I think it was around Day Four that people up there became desperate. I was in a less affluent part of town when I was mobbed. National Guard soldiers with guns had to protect me from the horde and it was then that I decided that Charleston proper would make it and instead I would concentrate just north of Charleston, which actually was Hugo’s ground zero.
Oh, my God. It looked very much like what you are currently seeing in the Abaco Islands. Some homes had moved a good quarter of a mile by the tidal surge. It was then that I saw an elderly woman holding an old orange crate. I learned her name was Mary Jane Manigault, a noted sweetgrass basket weaver.

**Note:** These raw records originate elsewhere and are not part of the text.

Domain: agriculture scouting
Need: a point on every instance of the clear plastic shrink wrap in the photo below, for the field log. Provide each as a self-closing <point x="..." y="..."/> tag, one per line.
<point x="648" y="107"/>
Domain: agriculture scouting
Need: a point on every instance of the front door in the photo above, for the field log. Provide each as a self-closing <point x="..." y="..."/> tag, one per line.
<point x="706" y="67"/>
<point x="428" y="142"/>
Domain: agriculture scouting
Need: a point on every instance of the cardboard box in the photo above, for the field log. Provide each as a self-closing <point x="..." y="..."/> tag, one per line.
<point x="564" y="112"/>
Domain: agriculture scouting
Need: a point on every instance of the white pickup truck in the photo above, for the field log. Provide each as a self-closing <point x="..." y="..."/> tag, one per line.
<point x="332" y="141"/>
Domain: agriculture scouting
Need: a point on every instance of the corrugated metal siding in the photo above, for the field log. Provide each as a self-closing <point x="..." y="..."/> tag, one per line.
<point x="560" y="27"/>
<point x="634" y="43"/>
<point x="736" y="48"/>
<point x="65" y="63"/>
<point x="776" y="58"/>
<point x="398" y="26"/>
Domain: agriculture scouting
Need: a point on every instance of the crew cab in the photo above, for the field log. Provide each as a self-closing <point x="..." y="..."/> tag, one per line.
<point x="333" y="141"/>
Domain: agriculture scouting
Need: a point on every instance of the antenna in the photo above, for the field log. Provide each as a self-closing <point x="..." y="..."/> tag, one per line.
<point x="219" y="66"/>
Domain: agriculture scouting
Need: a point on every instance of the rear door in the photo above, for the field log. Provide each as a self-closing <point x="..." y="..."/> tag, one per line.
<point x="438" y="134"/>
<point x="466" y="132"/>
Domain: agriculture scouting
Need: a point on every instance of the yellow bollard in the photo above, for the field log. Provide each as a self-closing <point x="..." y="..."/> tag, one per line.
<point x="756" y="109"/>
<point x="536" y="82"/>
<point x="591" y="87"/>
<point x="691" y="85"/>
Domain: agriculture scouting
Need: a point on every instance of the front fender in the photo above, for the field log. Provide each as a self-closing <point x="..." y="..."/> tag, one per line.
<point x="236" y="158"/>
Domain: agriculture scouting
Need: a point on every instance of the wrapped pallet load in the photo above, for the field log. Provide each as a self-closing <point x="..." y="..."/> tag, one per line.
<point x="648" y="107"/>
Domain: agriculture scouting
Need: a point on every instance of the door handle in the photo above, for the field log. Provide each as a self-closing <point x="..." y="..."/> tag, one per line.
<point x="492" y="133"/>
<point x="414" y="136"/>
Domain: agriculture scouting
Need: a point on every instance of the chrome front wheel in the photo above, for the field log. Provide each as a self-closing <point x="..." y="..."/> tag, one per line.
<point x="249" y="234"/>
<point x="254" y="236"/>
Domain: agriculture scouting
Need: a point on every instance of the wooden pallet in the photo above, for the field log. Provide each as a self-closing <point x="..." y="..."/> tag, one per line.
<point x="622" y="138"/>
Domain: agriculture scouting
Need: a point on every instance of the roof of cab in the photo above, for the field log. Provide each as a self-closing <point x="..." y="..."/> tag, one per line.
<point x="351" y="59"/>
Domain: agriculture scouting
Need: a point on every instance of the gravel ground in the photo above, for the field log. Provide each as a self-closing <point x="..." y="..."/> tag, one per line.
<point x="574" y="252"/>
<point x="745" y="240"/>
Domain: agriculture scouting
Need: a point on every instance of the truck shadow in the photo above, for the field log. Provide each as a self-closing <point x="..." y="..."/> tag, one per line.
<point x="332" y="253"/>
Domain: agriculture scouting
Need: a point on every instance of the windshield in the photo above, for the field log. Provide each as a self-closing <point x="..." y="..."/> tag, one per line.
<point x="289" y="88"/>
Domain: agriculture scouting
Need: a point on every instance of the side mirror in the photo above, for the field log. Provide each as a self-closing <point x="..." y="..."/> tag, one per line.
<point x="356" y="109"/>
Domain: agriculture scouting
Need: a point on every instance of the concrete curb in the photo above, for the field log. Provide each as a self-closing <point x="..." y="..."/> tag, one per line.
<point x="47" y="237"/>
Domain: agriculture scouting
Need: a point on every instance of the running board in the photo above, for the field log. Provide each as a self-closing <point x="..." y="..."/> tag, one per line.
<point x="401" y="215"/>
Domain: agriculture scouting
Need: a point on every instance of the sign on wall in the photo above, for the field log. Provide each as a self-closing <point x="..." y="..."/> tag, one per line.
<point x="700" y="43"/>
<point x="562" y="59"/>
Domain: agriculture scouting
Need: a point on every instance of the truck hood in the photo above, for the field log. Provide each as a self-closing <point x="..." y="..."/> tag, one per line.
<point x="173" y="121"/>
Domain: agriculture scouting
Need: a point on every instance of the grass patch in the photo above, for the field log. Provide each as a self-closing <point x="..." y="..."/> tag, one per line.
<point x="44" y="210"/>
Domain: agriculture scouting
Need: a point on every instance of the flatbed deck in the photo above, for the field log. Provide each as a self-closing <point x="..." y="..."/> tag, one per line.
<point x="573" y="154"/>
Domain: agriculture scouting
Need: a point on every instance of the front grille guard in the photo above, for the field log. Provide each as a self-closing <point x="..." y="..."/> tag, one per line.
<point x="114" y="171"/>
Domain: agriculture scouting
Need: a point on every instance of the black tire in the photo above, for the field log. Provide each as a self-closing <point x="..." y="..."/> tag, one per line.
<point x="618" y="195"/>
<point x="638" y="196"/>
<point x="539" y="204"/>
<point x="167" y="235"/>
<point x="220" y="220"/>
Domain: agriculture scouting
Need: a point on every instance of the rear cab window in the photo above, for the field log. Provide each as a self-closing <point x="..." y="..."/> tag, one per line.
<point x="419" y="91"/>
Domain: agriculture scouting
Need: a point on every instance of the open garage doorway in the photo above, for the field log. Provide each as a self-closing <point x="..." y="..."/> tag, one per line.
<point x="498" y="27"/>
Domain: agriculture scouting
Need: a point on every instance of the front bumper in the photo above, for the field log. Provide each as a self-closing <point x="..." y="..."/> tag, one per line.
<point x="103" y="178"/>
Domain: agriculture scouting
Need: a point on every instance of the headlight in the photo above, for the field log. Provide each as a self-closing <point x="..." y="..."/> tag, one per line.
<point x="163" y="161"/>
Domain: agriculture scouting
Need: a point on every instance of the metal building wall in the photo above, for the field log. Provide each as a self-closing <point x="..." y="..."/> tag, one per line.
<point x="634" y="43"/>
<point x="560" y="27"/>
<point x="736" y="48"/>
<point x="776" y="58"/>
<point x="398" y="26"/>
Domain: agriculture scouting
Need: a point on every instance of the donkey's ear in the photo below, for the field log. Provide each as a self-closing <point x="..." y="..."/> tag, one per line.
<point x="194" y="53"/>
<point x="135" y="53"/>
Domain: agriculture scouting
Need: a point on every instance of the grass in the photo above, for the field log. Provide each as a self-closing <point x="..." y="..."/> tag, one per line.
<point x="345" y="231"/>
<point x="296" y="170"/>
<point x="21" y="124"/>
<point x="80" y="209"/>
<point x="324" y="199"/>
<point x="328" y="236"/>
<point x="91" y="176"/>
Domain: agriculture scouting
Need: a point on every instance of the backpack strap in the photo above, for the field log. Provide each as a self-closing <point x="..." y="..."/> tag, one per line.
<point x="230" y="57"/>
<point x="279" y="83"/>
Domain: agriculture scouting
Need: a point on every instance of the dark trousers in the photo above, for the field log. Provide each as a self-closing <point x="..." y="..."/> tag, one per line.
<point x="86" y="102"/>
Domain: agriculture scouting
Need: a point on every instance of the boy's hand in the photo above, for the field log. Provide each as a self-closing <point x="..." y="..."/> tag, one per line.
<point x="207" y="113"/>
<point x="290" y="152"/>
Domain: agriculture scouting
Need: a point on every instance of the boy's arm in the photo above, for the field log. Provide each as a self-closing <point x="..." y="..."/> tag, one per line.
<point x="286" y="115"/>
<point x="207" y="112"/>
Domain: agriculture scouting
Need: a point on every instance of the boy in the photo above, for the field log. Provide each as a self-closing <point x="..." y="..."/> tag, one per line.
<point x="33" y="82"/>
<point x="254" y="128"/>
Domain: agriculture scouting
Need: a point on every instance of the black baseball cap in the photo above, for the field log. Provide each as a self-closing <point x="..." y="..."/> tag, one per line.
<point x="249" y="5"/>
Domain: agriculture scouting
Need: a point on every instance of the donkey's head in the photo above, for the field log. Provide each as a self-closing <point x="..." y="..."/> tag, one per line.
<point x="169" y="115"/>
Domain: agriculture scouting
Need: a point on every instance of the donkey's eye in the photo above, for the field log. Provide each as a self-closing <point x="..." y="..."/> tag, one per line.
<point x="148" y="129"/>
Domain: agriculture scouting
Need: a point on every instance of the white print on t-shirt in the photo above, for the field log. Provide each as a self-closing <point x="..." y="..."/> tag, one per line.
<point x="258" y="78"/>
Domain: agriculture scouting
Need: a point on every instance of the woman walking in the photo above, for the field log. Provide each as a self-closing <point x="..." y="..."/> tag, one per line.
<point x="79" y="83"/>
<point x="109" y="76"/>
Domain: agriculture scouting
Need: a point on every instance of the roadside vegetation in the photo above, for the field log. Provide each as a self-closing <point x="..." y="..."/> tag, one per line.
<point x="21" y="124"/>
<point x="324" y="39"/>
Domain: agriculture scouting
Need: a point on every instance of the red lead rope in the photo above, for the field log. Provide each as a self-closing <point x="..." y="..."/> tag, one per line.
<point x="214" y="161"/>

That crate held the only possessions she could salvage. She and her granddaughter had to claw through the ceiling of her house just so they could breath. The water was that high. The remains of her home had mud a foot thick on the floor along with hundreds of dead fish.
‘Oprah Winfrey Show’
I felt so helpless and, really without thinking, said, “If you weave me a basket, I’ll build you a home.” That was the start of my year-long “Home For The Holidays” campaign.
In all I was able to raise the money and labor force to build four homes for people that had lost everything, including Mary Jane, who appeared alongside me on “The Oprah Winfrey Show.”
One home for a girl and her siblings who had just lost her parents in a car accident was built here by Technical College of the Lowcountry students. The problem was it had to be moved to Charleston via the then-two-lane U.S. 17. The house was wider than the road and I was personally responsible for a 100-mile traffic gridlock. Luckily, I had police escorts because two or three times tractor trailer rigs were forced to back up two to three miles to let me by.
I was consumed with helping those who were left with nothing, risking my marriage and my business. But it was worth it. I can only assume the feeling I got was better than any drug ever made.
Then came Hurricane Mathew. Though I live in Bluffton, I chose to ride it out on Hilton Head. As Forrest Gump said, “Stupid is as stupid does.” It wasn’t my best decision. It took a cup of “Cowboy Coffee” to get a guy on heavy equipment to push trees out of the way so I could once again zigzag through yards with water up to the hood of my car to finally get home. I’ll leave it that.
So now that Dorian is history, that bug has me itching again. All I want to do is solicit a fleet of big boats, load them down with necessities and head to the Bahamas.
Until you have witnessed firsthand the devastation these events can wreak, it might be difficult to understand how our own everyday problems can seem so insignificant in comparison.
All I can say is, should you accept such a challenge, you will forever come away a changed person for the better.